While doulas have generally worked outside of official health care channels, that’s starting to change. An increasing number of hospitals offer end-of-life doula programs for patients nearing death. For instance, Baylor University Medical Center in Dallas, Texas, runs a doula program with seven trained volunteers, and 25 throughout the Baylor system. The volunteers are trained to provide comfort, support and companionship.
Some doulas, like Cochrane, are in the unique position of hoping that their services will one day be obsolescent. According to the End-of-life Practitioners Collective’s website, Cochrane believes “that there will come a time when doulas and midwives and guides and other end of life practitioners will not be needed for the most part because this knowledge will be within each family again.”

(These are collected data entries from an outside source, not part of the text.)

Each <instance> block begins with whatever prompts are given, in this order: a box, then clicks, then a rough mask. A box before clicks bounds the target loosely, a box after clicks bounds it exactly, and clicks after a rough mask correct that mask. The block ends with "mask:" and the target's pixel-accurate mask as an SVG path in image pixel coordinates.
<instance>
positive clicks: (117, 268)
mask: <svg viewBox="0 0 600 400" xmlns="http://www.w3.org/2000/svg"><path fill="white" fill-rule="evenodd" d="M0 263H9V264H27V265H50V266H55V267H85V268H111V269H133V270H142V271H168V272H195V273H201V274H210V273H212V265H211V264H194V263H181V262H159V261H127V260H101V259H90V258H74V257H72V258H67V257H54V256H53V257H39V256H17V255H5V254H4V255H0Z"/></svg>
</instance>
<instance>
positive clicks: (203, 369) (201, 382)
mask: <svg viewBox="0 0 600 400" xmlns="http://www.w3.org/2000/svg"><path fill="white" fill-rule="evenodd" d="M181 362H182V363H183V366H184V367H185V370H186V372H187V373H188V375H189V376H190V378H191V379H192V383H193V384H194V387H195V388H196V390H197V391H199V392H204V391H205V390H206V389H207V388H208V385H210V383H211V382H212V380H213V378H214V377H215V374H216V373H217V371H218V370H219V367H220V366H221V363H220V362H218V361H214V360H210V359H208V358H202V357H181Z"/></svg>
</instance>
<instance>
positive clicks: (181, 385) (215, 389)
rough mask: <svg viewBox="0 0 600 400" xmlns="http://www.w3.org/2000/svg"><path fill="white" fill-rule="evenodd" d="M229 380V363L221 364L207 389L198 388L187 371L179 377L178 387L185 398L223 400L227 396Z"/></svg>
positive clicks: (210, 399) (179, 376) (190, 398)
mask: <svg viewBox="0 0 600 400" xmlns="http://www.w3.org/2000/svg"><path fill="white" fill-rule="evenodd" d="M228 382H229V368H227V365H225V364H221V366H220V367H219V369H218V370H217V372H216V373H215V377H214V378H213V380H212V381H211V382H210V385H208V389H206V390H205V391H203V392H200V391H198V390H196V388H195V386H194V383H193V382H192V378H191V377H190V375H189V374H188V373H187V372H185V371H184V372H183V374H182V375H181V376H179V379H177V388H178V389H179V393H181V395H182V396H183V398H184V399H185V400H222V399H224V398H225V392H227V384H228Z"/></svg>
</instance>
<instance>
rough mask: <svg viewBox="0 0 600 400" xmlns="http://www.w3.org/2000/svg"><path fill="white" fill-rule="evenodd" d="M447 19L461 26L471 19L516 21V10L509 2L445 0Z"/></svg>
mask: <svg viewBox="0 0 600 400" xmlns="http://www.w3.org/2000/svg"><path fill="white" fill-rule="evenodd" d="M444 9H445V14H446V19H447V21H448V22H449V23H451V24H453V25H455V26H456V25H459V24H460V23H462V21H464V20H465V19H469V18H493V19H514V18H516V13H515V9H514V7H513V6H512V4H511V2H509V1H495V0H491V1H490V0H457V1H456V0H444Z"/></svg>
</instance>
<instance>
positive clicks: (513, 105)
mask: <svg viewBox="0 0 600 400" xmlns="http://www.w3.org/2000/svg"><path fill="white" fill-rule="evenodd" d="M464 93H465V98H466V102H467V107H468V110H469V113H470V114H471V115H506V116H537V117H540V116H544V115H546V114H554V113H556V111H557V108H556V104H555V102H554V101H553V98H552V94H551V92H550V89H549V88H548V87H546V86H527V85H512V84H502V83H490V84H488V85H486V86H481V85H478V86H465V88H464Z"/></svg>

In fact, before the Civil War, most people in the United States took care of their dead at home, sitting with the dying at their bedside, washing the corpse themselves, and holding funerals in their parlors (before the room was rebranded “living room” to erase its association with death). The rise of embalming in the 19th century helped create a professional funeral director role, but many families—and the dying—still feel a gap in support.
For many doulas, the work is far from depressing. Instead, it’s deeply rewarding. “It’s the greatest present you can give anybody—to help them not be afraid to die,” Trapasso said.